Fotoğraf çekmek yasaklandı
Sultanbeyli’de çelik yapı üreten bir firmanın çalışanı üç işçi ısınmak için yaktığı sobadan çıkan yangınla vefat etti. Olaydan sonra firmada güvenlik önlemleri alındı. Firma ise olay yerinden görüntü alınmaması için kapıya bir bekçi görevlendirdi. Fotoğraf çekmenin yasak olduğunu belirten bekçi, yangında ölenleri tanımadığını belirterek şunları söyledi:
“Sobaya tiner dökmüşler. Biri dışardan gelmiş, sobayı da o yakmış. Sobayı yakarken alev alıyor ve patlama olduğunu söylüyorlar. Cehalet işte, kontrol edemediler. Ben çocukları tanımıyordum. Herkes hastane ve karakolda olduğu için ben şu an buradayım. Genç mühendisin kurduğu bir şirket. Çalışanlar da akrabası zaten. 5-6 yıllık bir firma, öyle büyük bir yer değil.”
“Gurbete geldiler”
Genellikle gecekondu yerleşimin olduğu Hızır Sokak’ta, ağırlıkla Iğdırlılar yaşıyor. Fabrika sahibiyle birlikte çalışanlar da Iğdırlı ve akrabalık ilişkileri var. Firmanın bulunduğu çevrede gıda satan yalnızca bir esnaf bulunuyor. İşçilerin alışveriş yaptığı esnaf, “Televizyonlarda çıktı ama ben patlama duymadım. Yangını görünce hemen gittim. Ben gittiğimde tutuşmuştu. Yaklaşık 15 dakika sonra itfaiye geldi. Çocukları tanıyordum. Benden alışveriş yaparlardı. Garibanlardı, gurbete gelmişler. Çok efendi ve sakinlerdi” diye konuştu.

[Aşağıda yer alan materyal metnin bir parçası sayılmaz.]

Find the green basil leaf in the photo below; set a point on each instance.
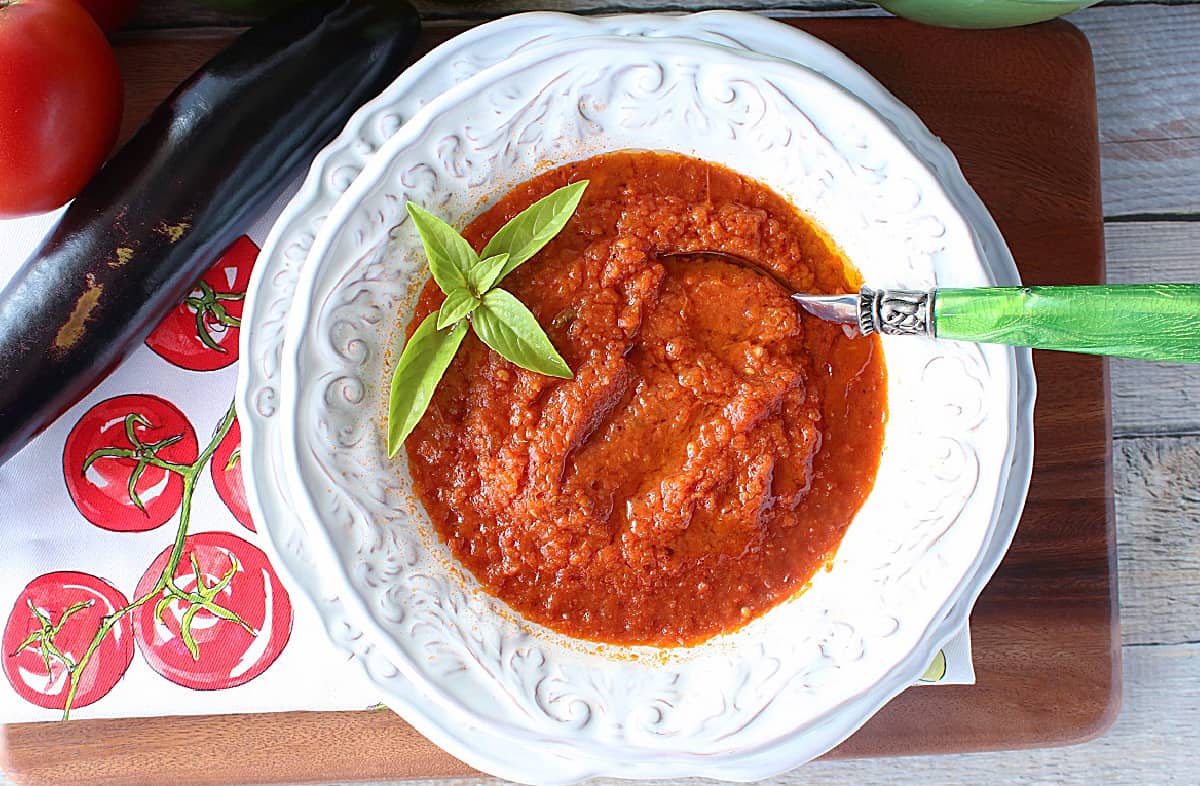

“Akşamları gelip sabah işe giderlerdi. Yani karanlıktan karanlığa görüyordum. Kimseye bir saygısızlıklarını görmedim.”
“Kapı açılacak durumda değildi; müdahale edemedim”
Yangının çıktığı firmanın hemen bitişiğinde yer alan başka firmalara ait konteynerlerde bekçi olan görgü tanığı ise yaşanılanları şöyle anlattı:
“Yangın çıkınca ben gittim kapıyı açmaya çalıştım. Kapıyı tuttum ama açılacak durumda değildi. Alevler yüzüme geldi, müdahale edemedim.”
“Okulu bırakıp İstanbul’a geldi”
Yangında ölenlerin arasında adı paylaşılan 17 yaşındaki Fırat Karadağ ise ağır yaralı olarak kurtarıldı. Kartal Lütfi Kırdar Eğitim ve Araştırma Hastanesi’nde tedavi gören Karadağ’ın hayati riski devam ediyor. Fırat Karadağ’ın kuzeni Ahmet Karadağ, doktorların acı çekmemesi için uyuttuklarını ve yoğun bakımda gözetim altında tuttuklarını belirterek şöyle konuştu:
“Hayati riski devam ediyormuş, yaralarını temizlemişler. Yarın müdahale edeceklermiş. Okulu bırakıp İstanbul’a gurbete gelmişti. İş yeri sahibi de ölen çocuklar da akrabamdır.”
Üç işçinin vefatından kısa süre sonra, konteynerin bulunduğu alanda işletme faaliyetlerinin devam etmesi dikkat çekti.